The data for all matrices are assumed to be row-based in memory. A is read a time into a vector. Thus, it requires some data filtering for mmul. B0 and B1 are read a row (eight elements) a time. Four rows are combined for mmul. The indexes of two rows of C0 need to be calculated and two rows of C0 are written to memory separately.
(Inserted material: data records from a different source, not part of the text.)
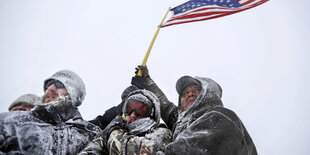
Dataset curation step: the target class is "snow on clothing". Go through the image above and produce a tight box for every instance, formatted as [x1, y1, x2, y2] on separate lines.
[81, 90, 172, 155]
[43, 70, 86, 107]
[0, 105, 100, 155]
[0, 70, 100, 155]
[146, 77, 257, 155]
[89, 85, 138, 130]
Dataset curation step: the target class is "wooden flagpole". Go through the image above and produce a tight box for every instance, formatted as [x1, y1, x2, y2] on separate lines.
[138, 8, 170, 76]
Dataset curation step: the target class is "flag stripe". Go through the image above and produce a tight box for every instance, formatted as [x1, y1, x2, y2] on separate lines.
[161, 0, 268, 27]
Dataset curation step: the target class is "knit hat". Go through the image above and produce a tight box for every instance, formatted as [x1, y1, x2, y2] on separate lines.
[121, 85, 139, 100]
[9, 94, 39, 111]
[43, 70, 86, 107]
[175, 75, 201, 96]
[123, 89, 160, 122]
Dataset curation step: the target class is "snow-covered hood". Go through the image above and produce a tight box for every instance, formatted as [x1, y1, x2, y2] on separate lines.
[123, 89, 160, 124]
[43, 70, 86, 107]
[178, 77, 223, 115]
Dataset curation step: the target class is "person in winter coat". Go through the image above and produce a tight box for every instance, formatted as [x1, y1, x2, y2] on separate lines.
[89, 85, 138, 130]
[0, 70, 100, 155]
[9, 94, 40, 111]
[80, 89, 172, 155]
[133, 66, 257, 155]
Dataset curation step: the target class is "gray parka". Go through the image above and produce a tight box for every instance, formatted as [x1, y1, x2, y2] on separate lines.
[0, 70, 100, 155]
[0, 105, 100, 155]
[146, 77, 257, 155]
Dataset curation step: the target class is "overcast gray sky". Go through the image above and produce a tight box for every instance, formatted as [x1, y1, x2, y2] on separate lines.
[0, 0, 310, 155]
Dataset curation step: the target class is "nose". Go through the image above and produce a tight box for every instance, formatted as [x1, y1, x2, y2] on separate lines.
[188, 91, 195, 97]
[130, 111, 138, 120]
[47, 84, 57, 91]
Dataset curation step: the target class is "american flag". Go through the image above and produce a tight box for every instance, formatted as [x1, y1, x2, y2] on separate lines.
[161, 0, 268, 27]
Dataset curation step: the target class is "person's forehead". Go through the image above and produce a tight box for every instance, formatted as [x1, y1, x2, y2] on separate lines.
[184, 84, 199, 90]
[128, 101, 146, 107]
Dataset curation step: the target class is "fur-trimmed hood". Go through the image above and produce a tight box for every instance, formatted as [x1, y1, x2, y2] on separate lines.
[122, 89, 160, 124]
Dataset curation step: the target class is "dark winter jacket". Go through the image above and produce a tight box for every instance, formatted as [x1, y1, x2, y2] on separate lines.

Note: This example shows usage of mmul. It is not targeted for performance.

//For element mmul
const int M=2;
const int K=4;
const int N=8;
//Total matrix sizes
const int rowA=2;
const int colA=8;
const int colB=64;

__attribute__((noinline)) void matrix_mul(input_window<int16>* __restrict data0, input_window<int16>* __restrict data1, output_window<int16>* __restrict out){
  constexpr size_t sizeTileA = M * K;
  constexpr size_t sizeTileB = K * N;
  constexpr size_t sizeTileC = M * N;
  aie::vector<int16,sizeTileA*2> va=window_readincr_v<sizeTileA*2>(data0);
  //select left half matrix of A into va0
  aie::vector<int16,sizeTileA> va0=aie::filter_even(va,4);
  //select right half matrix of A into va1  
  aie::vector<int16,sizeTileA> va1=aie::filter_odd(va,4);

  input_window<int16> data1_copy_mem;
  input_window<int16>* data1_copy=&data1_copy_mem;
  window_copy(data1_copy,data1); 
  window_incr(data1_copy,256);

  aie::vector<int16,N> vb0_[4];
  aie::vector<int16,N> vb1_[4];
  aie::vector<int16,sizeTileC> vc;

  for(int i=0;i<colB/N;i++)
  chess_prepare_for_pipelining
  {
    for(int j=0;j<4;j++){
      vb0_[j]=window_read_v<8>(data1);
      window_incr(data1,64);
      vb1_[j]=window_read_v<8>(data1_copy);
      window_incr(data1_copy,64);
    }

    aie::mmul<M,K,N,int16,int16> m;
    m.mul(va0,aie::concat(vb0_[0],vb0_[1],vb0_[2],vb0_[3]));
    m.mac(va1,aie::concat(vb1_[0],vb1_[1],vb1_[2],vb1_[3]));
    vc=m.to_vector(15);
    window_write(out,vc.extract<8>(0));
    window_incr(out,64);
    window_write(out,vc.extract<8>(1));
    window_incr(out,72);

    window_incr(data1,264);
    window_incr(data1_copy,264);
  }

}